There’s also quite the primer on the history of magic here. Qifrey explains how, once upon a time, everyone simply knew how to use magic. This, of course, led to spells being developed so horrible that they defy description—the first application of any technology is warfare, after all—until one day, some banded together to put a stop to all this. Somehow—the details are left very vague—they cast a spell that wiped the memory of magic from all but a select few, leading to the current status quo. This is all told in a very broad-stroke way, but a way that’s believable within the series’ context. We are getting, more or less, the “official” version of things here, and we also detour into how Coco will have to pass a handful of trials before she’s considered a true witch and is permitted to enter the Tower of Tomes, the witches’ own Library of Alexandria, where she might perhaps discover the secret to rescuing her mother.
Qifrey also explains what separates permitted from forbidden magic. The short version? Anything cast on the body, other than the spell to erase memories to keep the secret, is forbidden. This means nothing that can harm another person, certainly, but it also means no teleportation, no direct flight, not even healing magic like we might find in so many other fantasy settings. Again, we come to contradictions. It is immediately obvious why anyone would want to keep things this strict and this simple, but it’s also obvious why some might object to this. So far in this narrative, no one does, but the very fact that this magic is “forbidden” as opposed to simply “lost” all but tells us outright that some do.
Whatever that may eventually entail, this is also a rather domestic episode. We also meet Qifrey’s three other students here, carefree and energetic Tetia [Haruki Kurumi], who is the first to greet Coco and does so with open arms, the coolheaded and somewhat detached Richeh [Tsukishiro Hika], who we learn perhaps the least about here, and finally, most importantly, there’s Agott [Yamamura Hibiku].

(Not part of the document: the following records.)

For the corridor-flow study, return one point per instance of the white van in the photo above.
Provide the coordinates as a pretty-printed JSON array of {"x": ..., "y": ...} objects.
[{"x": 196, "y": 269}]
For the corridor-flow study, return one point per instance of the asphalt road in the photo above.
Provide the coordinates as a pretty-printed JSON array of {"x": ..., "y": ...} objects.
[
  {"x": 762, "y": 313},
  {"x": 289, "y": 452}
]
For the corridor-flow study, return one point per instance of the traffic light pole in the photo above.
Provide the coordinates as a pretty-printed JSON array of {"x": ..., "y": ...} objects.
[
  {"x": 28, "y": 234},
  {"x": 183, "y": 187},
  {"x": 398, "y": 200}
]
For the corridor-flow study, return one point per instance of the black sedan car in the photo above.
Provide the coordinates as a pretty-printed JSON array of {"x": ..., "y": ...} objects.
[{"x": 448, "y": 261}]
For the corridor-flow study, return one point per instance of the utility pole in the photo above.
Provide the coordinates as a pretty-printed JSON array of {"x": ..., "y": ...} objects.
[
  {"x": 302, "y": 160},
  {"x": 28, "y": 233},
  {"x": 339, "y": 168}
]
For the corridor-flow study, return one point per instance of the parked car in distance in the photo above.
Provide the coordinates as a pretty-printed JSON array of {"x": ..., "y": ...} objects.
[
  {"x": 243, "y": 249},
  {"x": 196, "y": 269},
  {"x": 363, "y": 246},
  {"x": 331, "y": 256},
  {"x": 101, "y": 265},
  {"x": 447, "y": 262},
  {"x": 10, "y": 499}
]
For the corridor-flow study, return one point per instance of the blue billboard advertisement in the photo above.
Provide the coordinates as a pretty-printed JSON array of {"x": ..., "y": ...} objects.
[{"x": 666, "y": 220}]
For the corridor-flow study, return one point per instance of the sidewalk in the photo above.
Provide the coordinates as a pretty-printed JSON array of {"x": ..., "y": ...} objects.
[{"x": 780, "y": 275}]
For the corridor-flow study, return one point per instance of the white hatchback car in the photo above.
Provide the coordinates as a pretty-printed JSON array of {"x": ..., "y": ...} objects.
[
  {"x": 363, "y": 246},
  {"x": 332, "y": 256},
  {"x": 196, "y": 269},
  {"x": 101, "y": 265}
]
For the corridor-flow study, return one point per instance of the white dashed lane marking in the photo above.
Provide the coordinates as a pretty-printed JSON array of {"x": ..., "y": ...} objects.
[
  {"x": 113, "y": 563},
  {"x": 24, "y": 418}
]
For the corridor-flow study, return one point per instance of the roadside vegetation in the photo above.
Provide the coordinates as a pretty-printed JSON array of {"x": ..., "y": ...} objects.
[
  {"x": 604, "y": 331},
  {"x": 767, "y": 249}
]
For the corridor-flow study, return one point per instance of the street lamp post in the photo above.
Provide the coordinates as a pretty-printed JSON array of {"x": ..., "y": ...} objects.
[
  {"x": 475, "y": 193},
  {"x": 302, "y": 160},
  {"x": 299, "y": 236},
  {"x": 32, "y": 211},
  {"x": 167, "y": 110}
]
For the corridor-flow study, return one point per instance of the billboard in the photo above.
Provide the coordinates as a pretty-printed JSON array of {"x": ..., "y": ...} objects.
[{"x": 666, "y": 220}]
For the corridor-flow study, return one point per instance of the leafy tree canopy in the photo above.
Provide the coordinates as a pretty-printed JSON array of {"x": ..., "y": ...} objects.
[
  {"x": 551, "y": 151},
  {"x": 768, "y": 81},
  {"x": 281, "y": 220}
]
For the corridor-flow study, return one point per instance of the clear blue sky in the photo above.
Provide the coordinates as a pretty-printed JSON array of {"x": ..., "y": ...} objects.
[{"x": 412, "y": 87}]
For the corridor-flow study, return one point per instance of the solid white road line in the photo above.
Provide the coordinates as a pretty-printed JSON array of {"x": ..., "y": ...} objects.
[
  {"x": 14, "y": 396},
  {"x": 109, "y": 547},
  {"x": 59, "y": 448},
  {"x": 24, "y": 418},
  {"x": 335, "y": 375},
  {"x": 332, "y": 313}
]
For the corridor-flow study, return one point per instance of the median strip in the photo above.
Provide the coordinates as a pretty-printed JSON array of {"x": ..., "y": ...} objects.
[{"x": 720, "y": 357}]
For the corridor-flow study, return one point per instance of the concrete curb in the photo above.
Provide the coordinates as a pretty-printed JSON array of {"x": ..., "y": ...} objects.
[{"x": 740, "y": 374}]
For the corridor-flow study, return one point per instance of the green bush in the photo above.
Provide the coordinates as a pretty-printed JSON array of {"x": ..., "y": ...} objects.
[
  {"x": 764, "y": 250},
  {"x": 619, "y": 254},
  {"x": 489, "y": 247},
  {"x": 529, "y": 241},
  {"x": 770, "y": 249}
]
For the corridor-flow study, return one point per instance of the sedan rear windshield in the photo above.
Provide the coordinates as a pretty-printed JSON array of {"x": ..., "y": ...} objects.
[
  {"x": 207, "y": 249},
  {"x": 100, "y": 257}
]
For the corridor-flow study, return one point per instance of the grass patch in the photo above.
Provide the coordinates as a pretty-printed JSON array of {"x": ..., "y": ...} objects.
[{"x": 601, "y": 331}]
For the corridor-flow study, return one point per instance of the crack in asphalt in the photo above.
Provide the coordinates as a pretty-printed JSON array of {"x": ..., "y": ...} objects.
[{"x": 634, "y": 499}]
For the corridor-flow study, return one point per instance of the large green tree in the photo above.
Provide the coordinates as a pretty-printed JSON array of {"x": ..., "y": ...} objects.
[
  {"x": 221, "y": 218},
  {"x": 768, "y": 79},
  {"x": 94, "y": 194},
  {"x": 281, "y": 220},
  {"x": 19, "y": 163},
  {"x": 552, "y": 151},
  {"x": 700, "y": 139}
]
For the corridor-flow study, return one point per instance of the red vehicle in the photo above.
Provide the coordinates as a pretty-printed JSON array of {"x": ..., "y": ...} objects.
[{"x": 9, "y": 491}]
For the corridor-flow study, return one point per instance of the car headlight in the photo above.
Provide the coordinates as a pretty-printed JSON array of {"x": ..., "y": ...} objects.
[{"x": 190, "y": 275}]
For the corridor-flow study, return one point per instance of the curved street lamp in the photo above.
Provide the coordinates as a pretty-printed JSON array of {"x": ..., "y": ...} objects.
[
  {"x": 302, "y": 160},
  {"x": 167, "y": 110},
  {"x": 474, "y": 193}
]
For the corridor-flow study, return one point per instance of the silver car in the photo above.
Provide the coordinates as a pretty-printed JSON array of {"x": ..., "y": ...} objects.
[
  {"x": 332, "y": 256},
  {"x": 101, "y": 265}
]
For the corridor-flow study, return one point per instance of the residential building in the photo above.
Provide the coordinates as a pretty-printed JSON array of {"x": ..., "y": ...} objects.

Agott, serious, disciplined, with inkstained fingers, makes herself immediately known as Coco’s foil. Coco, despite the harrowing experience of accidentally petrifying her home and mother, is still bright-eyed about the prospect of learning magic and is, in some sense, perhaps even naively optimistic about her own ability to reverse her mother’s fate. Agott, like all of Qifrey’s other students, has heard rumors of an Outsider who enacted a forbidden spell and is now being taken in as a witch. Unlike Tetia and Richeh, she is very blunt about how this has colored her perception of Coco; she thinks there’s essentially no chance that she’ll ever see her mother again, and she doesn’t think she’ll ever be a proper peer of Agott herself or the other girls in the atelier.
Whether or not that’s true remains to be seen. The very day after taking in his new apprentice, Qifrey heads off to attend to business at the ‘Great Hall’—whatever that may be the domain of knowledge of manga readers alone, for the time being—and Agott promptly challenges Coco to a test, presumably of her own design. Whatever awaits Coco, it is unlikely that Agott’s skepticism is the last, or most dangerous, thing she will have to face.